So this is something I’ve been thinking a lot about lately, and I figured it might be worth doing a blog post about, and that’s the topic of Perfectionism, and the idea of being your own worst enemy.
In my new role, I’m doing a lot more coding, and software development and I find myself in a position that I’ve been in before, where I have sort of a “blank slate” to build out something and have a degree of latitude to figure out the “how” I want to do things. And it can be great, but also stressful.
We’ve all heard the stories of Steve Jobs, Elon Musk, Thomas Edison, and others. Who demanded nothing less than perfection from themselves and those who they worked with. And we’ve all had that manager who’s standards were too high, or even been that person who tries to make every detail of your work perfect.

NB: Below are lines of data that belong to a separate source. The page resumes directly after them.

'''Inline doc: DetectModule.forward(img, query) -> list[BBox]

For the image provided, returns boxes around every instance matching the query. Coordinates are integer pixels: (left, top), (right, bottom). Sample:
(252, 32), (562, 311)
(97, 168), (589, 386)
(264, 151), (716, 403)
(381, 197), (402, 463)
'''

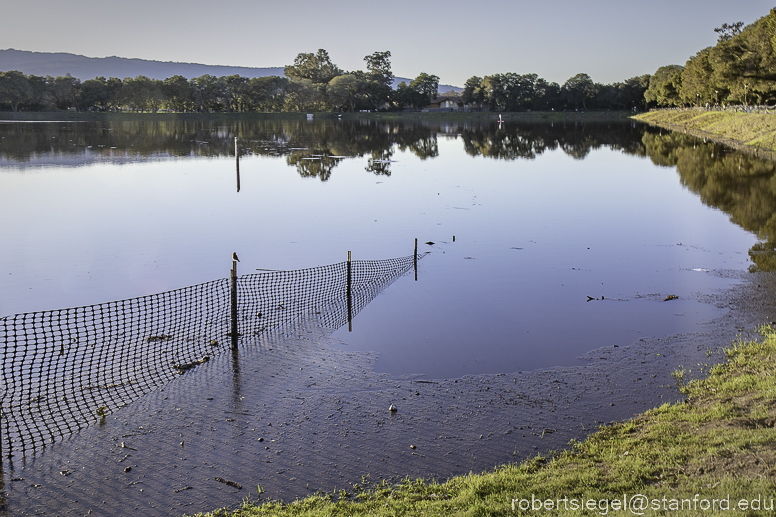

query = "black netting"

I have lots of times where I catch myself doing the later, and being the one who holds myself to a higher standard, and there can be a lot of reasons for that. Some of those reasons include:
- Fear of Failure
- Imposter Syndrome
- Lack of self confidence
In my experience, due to the positive nature of the word “Perfectionist” because of people like Elon Musk, or Steve Jobs, there is now this “convention” where people say “I’m just a perfectionist” to really help mask one of the other truths above.

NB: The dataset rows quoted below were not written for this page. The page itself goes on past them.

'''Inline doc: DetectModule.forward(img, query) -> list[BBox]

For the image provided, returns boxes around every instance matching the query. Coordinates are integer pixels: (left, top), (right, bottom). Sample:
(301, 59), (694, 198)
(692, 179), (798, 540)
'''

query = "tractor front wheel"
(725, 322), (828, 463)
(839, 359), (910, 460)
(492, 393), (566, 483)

And at the end of the day that’s telling yourself a lie, which can create this vicious circle. For example, it took me a long time to realize that my perfectionist tendencies were really imposter syndrome.
And this ultimately created a vicious cycle, as follows:
- I would be over critical of my work, and put in more hours thinking that it “Needs to be better” or people are going to “realize I not as good at this as I think I should be.”
- When people would identify the extra hours and work, I would hide it by saying “I’m a perfectionist, and just need to really deliver the best work possible.”
- I would then feel increased pressure to deliver perfect every time, and repeat the cycle with more intensity.
And it should surprise no one, that the above cycle is about the furthest thing from sustainable that you can get to, and because I would take on too much and put too much pressure on myself, I would then set myself up for failure, which made my imposter syndrome a self-fulfilling prophecy.
Now after talking to friends and colleagues, I find that this type of issue is pretty common, subtle differences might be involved (Remove imposter syndrome, and replace with “Fear of Failure”). And the first thing to know, is you are not alone, there are a ton of people now starting to talk more about this. Personally I like Scott Hanselman’s discussion on this topic, found here.
But here are some tricks I’ve found to help myself avoid this, and increase the amount of work I deliver and getting to a quality I am satisfied with, and avoid the downward spiral.
Tip 1 – Keep objectives Small
This is the biggest thing I find that helps me, so let’s do it first. And I did this recently with a coding project that I needed to work on. I take every coding project and break it into small tasks, things that can be done in like 20-30 minutes. And then I break that list into two categories Essential and Nice to have.
The idea here being that I am forcing myself to take 2 minutes and define what is absolutely essential and what would be nice to have. And then as I work on this I will focus on the Essentials, while roping in as many nice to haves as I can.
Now what I did find is that this alone is not enough, as you will find ways to push to make sure both groups get done, but Tip #2, helps with that.
Tip 2 – TimeBox
The next part is that I will timebox everything I do, maybe not with tight like “I have 30 minutes to do this.” But more of a “I’m going to get X done before lunch.” And I find that by doing so, I ensure that I don’t lose focus on the larger picture.
This forces me to keep the essential at the front of my mind, and only let’s me go so far down the “rabbit hole” that is the “Nice to have” list.
At the end of the timebox, I then adopt the Scrum mentality and either add the “Nice to have” items to the backlog, or throw them out all together. This helps me feel like I’m being productive and delivering on what I need to, and can lead to a confidence boost, when I see how many “Nice to haves” I knocked out.
Tip 3 – Be clear about the desired outcome
This is the other critical one, I’m clear for myself and when I communicate with team members about this. Avoid words like “need to…” and be clear about “trying things”.
For example, I had a scenario where I wanted to implement threading in python to resolve an issue and making something more performant. At the time I hadn’t even researched threading, so I was very clear with my team members that I was going to “try” and make this work, and made sure that I went into it with the expectation of trying, not that I 100% committed which reminded myself that getting this working was not essentially.
Now as it turns out threading in python is really easy, and was pretty thrilled with the results (2 hour process down to 17 minutes). But it helps to understand that you need to make sure that you are clear about what you are “trying to do” or “experimenting with” and what the expected outcome is.